By | Wednesday, July 27, 2022 Leave a Comment
Maker Comics: Live Sustainably!
I believe Maker Comics: Live Sustainably! is the third book in the Maker Comics series that I've read. I find the entire concept an interesting premise in that each volume tackles a single subject in more-or-less the same way (hence, all the books fall under a single series) but each volume is made by different creators who are at least reasonably adept (if not outright expert) in the topic at hand. Yet despite the varying creators and wildly different subjects, the books so far have all seemed to be thematically cohesive enough that, if you've read one or two of them, you can be reasonably confident what you'll get out the next subject you want to learn about.

In this particular volume, Isaac is forced to do some community service work at the local community garden that he vandalized recently. He's monitored by Aurora, who not only directs him to various tasks (starting with cleaning up the sign he spray painted over!) but sharing with him why the efforts underway at the garden are being done and how they're better for sustainability than a variety of alternatives. And though Isaac is initially reluctant to pay attention -- his community service is supposed to be punishment after all -- Aurora and some of the regulars at the garden are able to speak to him in a way that speaks to his own ideologies and interests; by the end of the week, Isaac not only sees the benefits of sustainable living but finds himself at the garden continuing to volunteer past his prescribed punishment.

One of the things I found interesting in this particular volume was the mix of general education/exposition and practical how-tos. The earlier part of the book is a little more heavily weighted towards background education: what is the wind cycle, how the types of plants you grow together can benefit one another, how climate change is impacting the environment, etc. The more crafty aspects of the book -- how to make a tote bag from an old shirt, how to make a cutlery pack, etc. -- are focused more towards the end. It makes sense, given the topic, that you need to provide more background explaining why you might want to make your own notebook before showing you how, but it does feel a little less like a Maker Comic initially because of that. The first part is less about being a maker and just about education. Useful and well-crafted, certainly, but it takes a ways into the book before it feels maker-y.

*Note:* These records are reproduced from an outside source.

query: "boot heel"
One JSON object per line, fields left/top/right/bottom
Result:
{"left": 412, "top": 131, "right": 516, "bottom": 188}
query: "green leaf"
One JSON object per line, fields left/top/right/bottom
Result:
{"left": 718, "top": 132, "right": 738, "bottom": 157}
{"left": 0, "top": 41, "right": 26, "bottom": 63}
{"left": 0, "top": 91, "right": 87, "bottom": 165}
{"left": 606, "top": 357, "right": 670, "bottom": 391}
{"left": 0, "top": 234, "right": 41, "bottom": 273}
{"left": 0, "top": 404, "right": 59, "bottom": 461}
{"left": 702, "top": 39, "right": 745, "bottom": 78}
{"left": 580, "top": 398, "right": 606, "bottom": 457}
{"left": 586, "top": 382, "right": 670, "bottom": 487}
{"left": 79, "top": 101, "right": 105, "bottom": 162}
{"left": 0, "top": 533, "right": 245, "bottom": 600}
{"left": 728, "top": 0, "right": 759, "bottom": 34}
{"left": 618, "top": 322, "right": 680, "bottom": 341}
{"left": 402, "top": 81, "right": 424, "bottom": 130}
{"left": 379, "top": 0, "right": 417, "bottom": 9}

That said, Angela Boyle and Les McClaine do a good job keeping the story light and entertaining. I think there's a danger when discussing sustainability and/or environmentalism that an author can either get too doom-and-gloomy or simply too preachy. Boyle and McClaine strike a good balance between relaying the importance of the material and keeping the narrative engaging. What's more, I like the book's overall tone in understanding that not every project is going to be practical for every person's situation. There's something of a tacit acknowledgement that the biggest issues are at the industrial level, and the personal efforts laid out here (like repairing your clothes instead of replacing them) aren't going to save the planet. There's not that guilt-trip-approach of, say, a Native American crying at your litter (if you're old enough to get that reference); the book has more of a celebratory feel. "You can be a better human." I think this not only makes more sense in general, but is a better way to encourage the young people this series is aimed at to make them feel good about being more thoughtful about being raised in an inherently consumerist/disposable society.

Overall, I continue to be impressed with the Maker Comics series. Well, frankly, I've been impressed by pretty much everything I've read from First Second over the years. If you have any interest in sustainablity or want to encourage a young reader to be more conscientious in that regard, Maker Comics: Live Sustainably! is a great book. As I said earlier, the Maker Comics series in general has been really solid and you know what you're getting with any of the individual titles, seemingly regardless of who's worked on it. This volume was released back in April so you should have no trouble getting it from your favorite bookstore. It retails for $14.99 US.